As soon as he was gone, Isadore's congenial manner evaporated. He grabbed Abe by the shoulders and, spittle flying, said in a quiet, urgent voice, “Inspect every inch of his land! Closely! Draw maps, take notes! Interview the purchasers of the melted rubber! I need to determine if this will happen to all my rubber, or if somehow the Indians got hold of a rotten batch. I need enough evidence to threaten Goodyear with a lawsuit, and oh my, I need to cancel that reorder, which is probably as we speak on its way south by train. Dear Lord, this could ruin us. Ruin! Quick, go say fare-thee-well to Hannah and be off!”

Once Abe turned to leave, Isadore grabbed him again. “But don't take too long. The last thing we need is parties of angry Cherokee riding into town, scaring away all the customers. If we are to mitigate their losses somehow, keep them peaceable, the Cherokee must be at the front of the line. If the farmers hereabouts start complaining, that may be hard to do. Yes, yes, son. Whatever it takes, I will try to make this right. I've worked too hard and too long to win the confidence of my neighbors that I'll not end things as ‘that Jew who stole our money.' Ruin or not. The Quakers are good people, but they too will want a piece of our hide.”

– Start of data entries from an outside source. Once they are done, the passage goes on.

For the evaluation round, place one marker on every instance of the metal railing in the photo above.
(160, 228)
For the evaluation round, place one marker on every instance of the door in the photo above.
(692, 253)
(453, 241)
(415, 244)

Abe collected Hannah and led her to the livery that he might tack up Hart. She'd had her ear to the back room and knew everything. As soon as they were alone, she said, “This Edward Redhand is the brother of that Dark Water we spoke of! Remember? The one my father warned you of, the one I spied, hatter mad, as a child! Oh, the nightmares I had of her!” Hannah shuddered and grasped him around the waist from behind while he tightened Hart's girth. “He may well be as savage as she, no matter how he dresses or how well he speaks. Please, be careful, my love. I swear, I'd rather have you poor and whole than rich and mutilated by a Cherokee brute!”